Can you ask him to move out? He should be the one to leave as he is the one who no longer wants the marriage and you will be the one who cares for the DCs. If you have a mortgage, you would be allowed to stay in the house till the DCs are 18, as I understand it. I'm afraid I don't know what happens if you are renting. There are loads of women on here with far more knowledge and experience than me - try posting on the Divorce and Separation board for help.
I don't want to add to your distress and I can't say for certain whether there is an OW, as there may not be, but in my experience men very rarely end a marriage when there is no one else involved.
It takes a long time to emotionally process and properly get over a break-up, which includes figuring out what you want, and you can't get this process under way while he is still in the house being Mr Nicey-Nice.
I know how hard it is (I really do!) but please try to detach your emotions in relation to his changed behaviour. How he thinks, acts and feels no longer matters and doesn't change anything - he is the one calling time on the marriage - what matters now is self-preservation.
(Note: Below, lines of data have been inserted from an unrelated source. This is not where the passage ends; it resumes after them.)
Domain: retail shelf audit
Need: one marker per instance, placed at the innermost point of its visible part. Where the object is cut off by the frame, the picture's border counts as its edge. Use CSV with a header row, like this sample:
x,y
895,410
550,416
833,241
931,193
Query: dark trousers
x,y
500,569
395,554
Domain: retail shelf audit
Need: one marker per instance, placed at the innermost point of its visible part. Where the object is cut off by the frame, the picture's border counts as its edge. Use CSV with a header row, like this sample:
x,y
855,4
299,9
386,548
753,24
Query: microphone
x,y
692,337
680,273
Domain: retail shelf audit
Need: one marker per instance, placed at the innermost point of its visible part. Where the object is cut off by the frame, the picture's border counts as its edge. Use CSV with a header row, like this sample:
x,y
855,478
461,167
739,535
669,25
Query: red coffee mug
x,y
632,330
He should do the decent thing and move out.
I've been involved in many break-ups throughout my life, and whether I was the one who ended it or not, I found I was always better off getting away from the other person and limiting contact with them as far as possible.
When I was the one with doubts, distance gave me clarity. When I was the one devastated, distance gave me peace, dignity and, over time, strength. Distance is your friend. He is not. Please try to get him out of the house my love. The DCs are young enough to adapt. Thinking of you and sending you big hugs
(apologies for the long post - I have no idea how I manage to write so much!)